Cette ressource est accessible gratuitement pour une période de 10 jours. Pour nous permettre de continuer à vous proposer articles, documentaires, vidéos et podcasts, abonnez-vous à partir de 3 euros seulement !

On aura vraiment tout vu dans cette bataille autour de la « contre » -réforme des retraites ! Nous étions habitués à la manière de M. Macron et ses affidés « gouvernent » le pays : à grands coups de communication ajustée à l’ambiance du moment. Seule constante : il faut affaiblir les acquis sociaux coûte que coûte. Peu importe la manière.

Cela est vrai dans tous les domaines de la conduite de l’État : on a vu récemment M. Macron, lors d’une tournée en Afrique, dire tout le contraire de son précédent discours A tel point que la vraie diplomatie française s’arrache les cheveux et tente de rafistoler les errances du Président et son gouvernement.

Nous pourrions multiplier les exemples de ces inconséquences mais au risque de négliger les objectifs des deux mandats de M. Macron : favoriser les intérêts du capital au détriment de ceux de la population ! Essayer d’appliquer cette méthode pour analyser toutes les décisions de M. Macron et son gouvernement sur l’ensemble des sujets, vous verrez qu’elle fonctionne systématiquement !

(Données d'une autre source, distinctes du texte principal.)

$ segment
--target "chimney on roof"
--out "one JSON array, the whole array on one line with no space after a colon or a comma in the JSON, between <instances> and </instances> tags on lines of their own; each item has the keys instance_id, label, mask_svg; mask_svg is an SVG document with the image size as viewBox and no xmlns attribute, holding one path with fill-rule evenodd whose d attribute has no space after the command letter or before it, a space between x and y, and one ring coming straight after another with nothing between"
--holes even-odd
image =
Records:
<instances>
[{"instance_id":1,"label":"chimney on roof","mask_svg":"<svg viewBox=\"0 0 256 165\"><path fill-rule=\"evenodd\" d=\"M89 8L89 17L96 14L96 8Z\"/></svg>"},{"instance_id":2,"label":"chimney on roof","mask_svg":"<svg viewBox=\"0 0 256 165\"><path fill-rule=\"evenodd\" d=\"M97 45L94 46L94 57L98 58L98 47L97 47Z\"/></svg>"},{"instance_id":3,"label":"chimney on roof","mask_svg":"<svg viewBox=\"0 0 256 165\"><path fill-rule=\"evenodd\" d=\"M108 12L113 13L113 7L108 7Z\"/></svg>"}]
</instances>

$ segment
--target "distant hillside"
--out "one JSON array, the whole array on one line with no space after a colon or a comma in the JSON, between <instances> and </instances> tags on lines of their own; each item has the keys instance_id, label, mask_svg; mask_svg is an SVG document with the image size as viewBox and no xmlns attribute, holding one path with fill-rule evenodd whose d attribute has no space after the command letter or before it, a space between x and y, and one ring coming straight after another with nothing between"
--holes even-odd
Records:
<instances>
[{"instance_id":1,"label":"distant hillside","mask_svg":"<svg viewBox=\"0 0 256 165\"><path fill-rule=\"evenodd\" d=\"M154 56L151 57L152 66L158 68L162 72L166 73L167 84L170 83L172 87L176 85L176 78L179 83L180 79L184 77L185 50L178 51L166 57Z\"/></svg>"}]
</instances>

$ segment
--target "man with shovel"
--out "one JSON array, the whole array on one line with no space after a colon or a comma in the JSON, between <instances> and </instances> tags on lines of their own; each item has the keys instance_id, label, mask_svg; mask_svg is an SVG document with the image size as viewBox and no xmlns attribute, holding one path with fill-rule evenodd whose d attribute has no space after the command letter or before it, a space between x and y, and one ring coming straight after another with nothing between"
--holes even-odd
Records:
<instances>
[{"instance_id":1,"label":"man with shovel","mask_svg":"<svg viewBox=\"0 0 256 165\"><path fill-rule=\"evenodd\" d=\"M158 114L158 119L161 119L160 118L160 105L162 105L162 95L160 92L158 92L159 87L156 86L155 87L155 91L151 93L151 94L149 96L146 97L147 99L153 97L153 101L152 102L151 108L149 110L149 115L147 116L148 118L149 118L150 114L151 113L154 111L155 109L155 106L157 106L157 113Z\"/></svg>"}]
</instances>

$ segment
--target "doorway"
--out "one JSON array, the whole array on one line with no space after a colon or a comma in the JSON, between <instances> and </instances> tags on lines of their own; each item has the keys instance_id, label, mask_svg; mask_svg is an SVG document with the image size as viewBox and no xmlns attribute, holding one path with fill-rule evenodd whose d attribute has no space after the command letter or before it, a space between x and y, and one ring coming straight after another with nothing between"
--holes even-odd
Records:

UNE REFORME A BASE DE MENSONGES

On comprend pourquoi la minorité présidentielle et la droite dénonce les « obstructions » des députés de gauche à l’Assemblée Nationale. Car leurs interventions ont fait la démonstration que la réforme des retraites n’était ni utile, ni juste, ni équitable… Cela énerve d’être pris comme des gamins les doigts dans le pot de confiture ! Alors, pour ne pas répondre sur le fond, on change le débat en parlant de la forme. Vieux comme le monde politique !

Donc, il faut continuer à mentir jusqu’au bout, en espérant que suffisamment de citoyens gobent les contre-vérités pour imposer le projet.

  • Pas de perdant ! Vraiment…

Le ministre du travail Olivier Dussopt a aussi répété régulièrement qu’elle ne ferait « pas de perdant ». Les cinq semaines de débats et de polémiques que nous venons de vivre permettent d’en douter fortement.

La réalité est qu’il y aura bien des perdants. Si pour certaines catégories, rien ne changera vraiment : celles qui ont fait de longues études devront, du fait de la durée des cotisations, partir souvent à 64 ans déjà dans le système actuel.

Mais ce projet fait porter l’effort sur les femmes ayant des enfants qui auraient pu partir à 62 ans grâce aux trimestres validés pour chaque enfant. Si la réforme passe, elles devront attendre 64 ans. Situation identique pour les salarié-es  des couches populaires ou moyennes qui ont fait des études courtes…

Autre inégalité majeure : actuellement, à 60 et 61 ans, 29% des salariés (soit 1 millions de personnes) ne sont ni en emploi, ni à la retraite : 4% sont au chômage et 25% en inactivité dépendant donc financièrement des minima sociaux ou de l’aide de leur entourage. Ils resteront donc dans cette situation deux ans de plus avec une retraite à 64 ans !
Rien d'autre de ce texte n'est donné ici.